Patients and family members notice the deterioration of what is known as recent memory or working memory. Some patients express the loss of ability to reading, and the capacity to learn something new. The loss of cognitive ability is shown by patients with HD slowly. When people with HD have impaired cognitive ability, they must make an effort every day to remember how to perform the most routine and typical activities such as taking a shower.

Since I got the disease, I forgot about reading (laughter)”… “One day the mind can be lucid and another day not”… “-At what time would he get up? He would normally get up incredibly early, at five or six, but with the disease, he would be more in bed, and it is harder to get up. -Would he shower and eat? Many hours, getting up, showering, having breakfast, three hours... like, like, before when he was not sick, he did that in 25 minutes, but in recent months no... Now it is three hours. That is why, he does everything very slowly, and everything is slow.

Dependency, decline, and loss of sense of self until death

Dependence and the loss of the self until death is the state of loss of autonomy and the need to depend on another person, which leads the patient to be different from who he once was, someone who neither his family nor he himself recognizes. As already described, functional losses increase in intensity, lead to impairment, and increase dependency and the need for a caregiver. The sum of losses obligates to the need to give up – voluntarily or not –everything that once gave joy, including things like mobility, driving an automobile, or even smoking.
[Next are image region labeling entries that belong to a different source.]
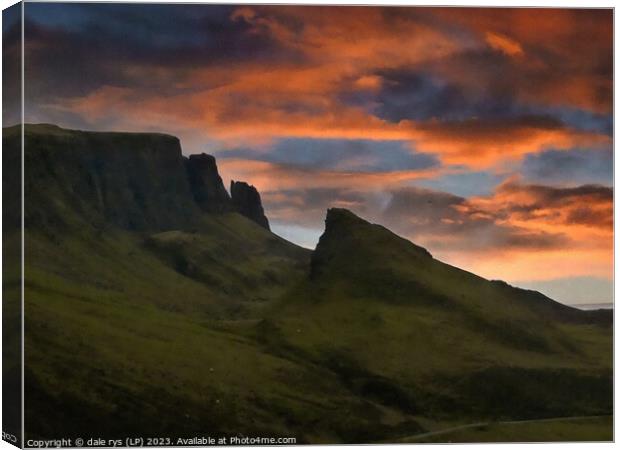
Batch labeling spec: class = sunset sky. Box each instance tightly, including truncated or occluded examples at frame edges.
[3,3,613,303]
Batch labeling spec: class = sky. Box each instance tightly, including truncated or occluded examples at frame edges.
[3,3,613,303]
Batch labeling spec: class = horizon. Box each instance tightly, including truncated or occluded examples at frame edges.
[3,3,613,305]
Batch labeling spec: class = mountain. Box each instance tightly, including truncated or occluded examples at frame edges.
[3,125,613,443]
[230,180,269,230]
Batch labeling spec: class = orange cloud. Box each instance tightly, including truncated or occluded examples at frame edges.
[485,31,523,56]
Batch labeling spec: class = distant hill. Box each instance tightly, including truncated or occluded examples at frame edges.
[3,125,613,443]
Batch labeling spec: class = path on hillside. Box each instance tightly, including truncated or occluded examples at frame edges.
[398,415,613,443]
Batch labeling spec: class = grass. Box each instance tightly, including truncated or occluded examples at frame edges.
[3,126,612,443]
[399,416,613,443]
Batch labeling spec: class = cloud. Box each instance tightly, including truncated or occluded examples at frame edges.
[217,138,440,172]
[521,148,613,185]
[484,31,523,56]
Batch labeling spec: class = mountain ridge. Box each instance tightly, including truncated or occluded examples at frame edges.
[3,126,613,443]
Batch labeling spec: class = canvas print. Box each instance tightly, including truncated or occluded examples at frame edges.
[2,2,613,448]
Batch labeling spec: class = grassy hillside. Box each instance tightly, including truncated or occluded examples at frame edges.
[12,127,612,443]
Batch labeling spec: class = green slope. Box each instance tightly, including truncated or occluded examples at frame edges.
[12,126,612,443]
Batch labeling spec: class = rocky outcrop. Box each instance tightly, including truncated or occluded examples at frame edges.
[186,153,233,213]
[230,181,269,230]
[18,124,269,236]
[310,208,432,280]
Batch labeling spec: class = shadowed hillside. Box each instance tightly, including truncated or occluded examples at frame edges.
[12,125,612,443]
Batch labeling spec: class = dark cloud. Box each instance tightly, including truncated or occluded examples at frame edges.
[521,148,613,184]
[218,139,440,172]
[2,3,22,126]
[374,68,519,122]
[25,3,300,103]
[382,187,568,251]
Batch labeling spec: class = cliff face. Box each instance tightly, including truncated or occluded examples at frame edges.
[186,153,232,213]
[230,181,269,230]
[25,125,199,230]
[18,125,269,231]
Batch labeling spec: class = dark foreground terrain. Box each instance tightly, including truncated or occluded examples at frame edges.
[3,125,612,443]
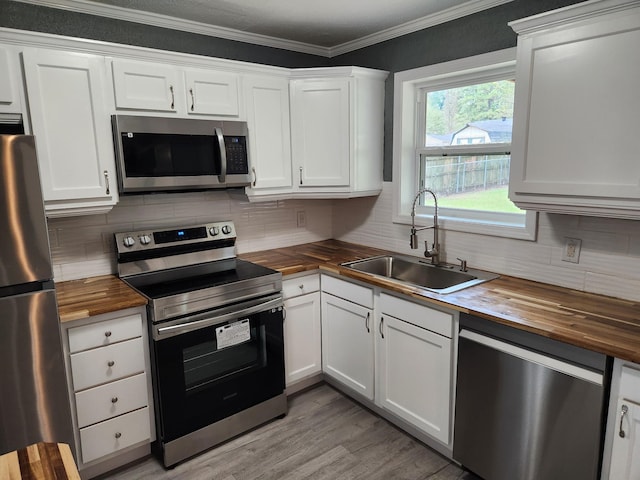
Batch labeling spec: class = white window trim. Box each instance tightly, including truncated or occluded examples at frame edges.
[393,48,538,241]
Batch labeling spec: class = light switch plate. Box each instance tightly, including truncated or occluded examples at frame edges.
[562,237,582,263]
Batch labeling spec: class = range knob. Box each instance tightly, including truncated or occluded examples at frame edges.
[122,235,136,248]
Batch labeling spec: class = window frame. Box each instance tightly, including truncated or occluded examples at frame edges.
[393,48,538,241]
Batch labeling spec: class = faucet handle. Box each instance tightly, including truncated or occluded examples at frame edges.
[456,257,467,272]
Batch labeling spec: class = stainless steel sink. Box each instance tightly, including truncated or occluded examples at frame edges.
[342,255,499,294]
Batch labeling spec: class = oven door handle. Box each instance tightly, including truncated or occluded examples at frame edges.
[153,295,282,340]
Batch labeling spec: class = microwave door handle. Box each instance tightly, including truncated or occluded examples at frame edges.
[214,127,227,183]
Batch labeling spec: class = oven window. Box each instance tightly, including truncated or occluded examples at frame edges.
[122,133,221,178]
[182,318,266,393]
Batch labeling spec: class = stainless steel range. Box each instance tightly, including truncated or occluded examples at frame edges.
[115,222,287,467]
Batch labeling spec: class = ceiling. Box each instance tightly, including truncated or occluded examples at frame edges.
[18,0,511,56]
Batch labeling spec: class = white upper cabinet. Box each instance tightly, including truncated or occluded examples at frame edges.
[509,0,640,218]
[112,60,185,112]
[23,48,118,217]
[290,67,387,198]
[0,46,22,113]
[112,59,239,117]
[291,78,355,190]
[184,69,239,117]
[243,75,291,193]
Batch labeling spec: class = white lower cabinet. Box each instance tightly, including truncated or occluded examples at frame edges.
[282,274,322,388]
[321,275,374,400]
[376,293,454,444]
[321,275,458,455]
[602,359,640,480]
[63,307,155,478]
[80,407,150,463]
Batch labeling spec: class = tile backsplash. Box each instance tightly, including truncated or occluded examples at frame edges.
[333,182,640,301]
[49,182,640,301]
[48,190,332,282]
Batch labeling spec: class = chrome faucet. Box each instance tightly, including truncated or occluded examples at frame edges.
[409,188,440,265]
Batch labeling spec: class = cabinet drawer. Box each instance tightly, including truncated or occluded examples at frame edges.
[282,274,320,299]
[80,407,151,463]
[322,275,373,308]
[71,338,144,392]
[620,366,640,404]
[380,293,453,338]
[76,373,149,428]
[69,314,142,353]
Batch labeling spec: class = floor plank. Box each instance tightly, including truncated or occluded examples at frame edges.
[101,384,479,480]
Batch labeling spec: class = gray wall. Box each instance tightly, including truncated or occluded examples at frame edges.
[0,0,579,181]
[332,0,580,181]
[0,0,330,68]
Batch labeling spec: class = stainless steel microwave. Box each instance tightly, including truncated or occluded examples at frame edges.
[111,115,251,193]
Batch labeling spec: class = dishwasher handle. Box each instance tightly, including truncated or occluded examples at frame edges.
[460,329,604,386]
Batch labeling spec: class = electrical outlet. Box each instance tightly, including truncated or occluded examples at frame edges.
[296,210,307,228]
[562,237,582,263]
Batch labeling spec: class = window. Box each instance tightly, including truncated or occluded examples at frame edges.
[394,49,536,240]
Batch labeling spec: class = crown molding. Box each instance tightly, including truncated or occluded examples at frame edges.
[329,0,513,57]
[13,0,330,57]
[13,0,513,58]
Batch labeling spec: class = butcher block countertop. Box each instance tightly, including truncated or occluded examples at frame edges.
[0,442,80,480]
[56,275,147,322]
[240,240,640,363]
[56,240,640,363]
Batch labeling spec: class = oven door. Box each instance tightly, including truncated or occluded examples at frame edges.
[152,295,285,443]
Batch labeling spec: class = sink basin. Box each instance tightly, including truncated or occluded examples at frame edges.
[342,255,499,294]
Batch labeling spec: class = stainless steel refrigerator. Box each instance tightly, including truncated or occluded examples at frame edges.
[0,135,75,454]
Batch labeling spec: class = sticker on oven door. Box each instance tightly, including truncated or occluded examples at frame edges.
[216,318,251,349]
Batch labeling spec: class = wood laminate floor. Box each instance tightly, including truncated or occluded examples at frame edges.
[101,384,478,480]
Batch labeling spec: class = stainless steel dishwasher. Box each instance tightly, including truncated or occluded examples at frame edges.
[453,314,611,480]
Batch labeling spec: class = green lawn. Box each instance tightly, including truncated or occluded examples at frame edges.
[438,187,523,213]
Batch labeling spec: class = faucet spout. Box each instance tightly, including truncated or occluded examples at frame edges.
[409,188,440,265]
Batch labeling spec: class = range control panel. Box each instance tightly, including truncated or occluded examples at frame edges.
[114,221,236,254]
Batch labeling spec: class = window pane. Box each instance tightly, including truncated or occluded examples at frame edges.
[425,80,515,147]
[420,155,524,214]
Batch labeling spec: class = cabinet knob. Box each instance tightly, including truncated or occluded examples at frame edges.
[618,405,629,438]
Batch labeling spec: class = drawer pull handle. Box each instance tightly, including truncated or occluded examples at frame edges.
[618,405,629,438]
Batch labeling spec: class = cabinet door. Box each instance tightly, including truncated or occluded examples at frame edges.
[23,49,118,215]
[244,77,291,191]
[112,60,185,112]
[510,9,640,215]
[609,399,640,480]
[184,70,239,117]
[291,78,352,189]
[376,315,451,444]
[284,292,322,386]
[322,293,374,400]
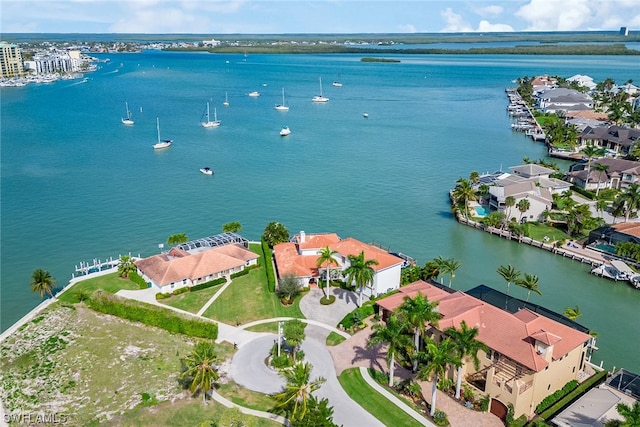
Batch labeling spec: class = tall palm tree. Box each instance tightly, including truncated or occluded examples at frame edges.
[516,273,542,302]
[444,320,489,399]
[398,292,441,372]
[316,246,338,297]
[562,305,582,320]
[344,251,378,307]
[605,401,640,427]
[418,338,460,417]
[442,258,462,287]
[118,255,137,279]
[180,341,218,405]
[29,268,56,299]
[273,362,326,421]
[582,144,605,190]
[367,314,411,387]
[452,178,476,218]
[585,163,609,196]
[496,264,521,308]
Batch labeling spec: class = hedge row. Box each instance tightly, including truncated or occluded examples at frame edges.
[262,239,276,292]
[536,380,579,414]
[89,290,218,340]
When they begin with the disease, they might perform some tasks, they do their things, but as they advance, they start losing the capacity to perform their tasks, so now they dedicate more time to sitting, to walking, to going out, but then they do nothing.

This cognitive impairment process and all the changes described lead to the loss of their sense of self, of their being, of their body image. People stop being what they were in the past and go on to appear as another person they themselves do not recognize. Their relatives miss the “old” version of them, as they state, “He was a charming person, a gentleman”. People with HD at the beginning of their lives have a free daily life, and because of the disease, they gradually lose their of sense of self, not recognizing who they were or how their life was before they developed the disease. As stated by Charmaz “people embark on a ship that takes them to a profound darkness, to the decline, and death” [24].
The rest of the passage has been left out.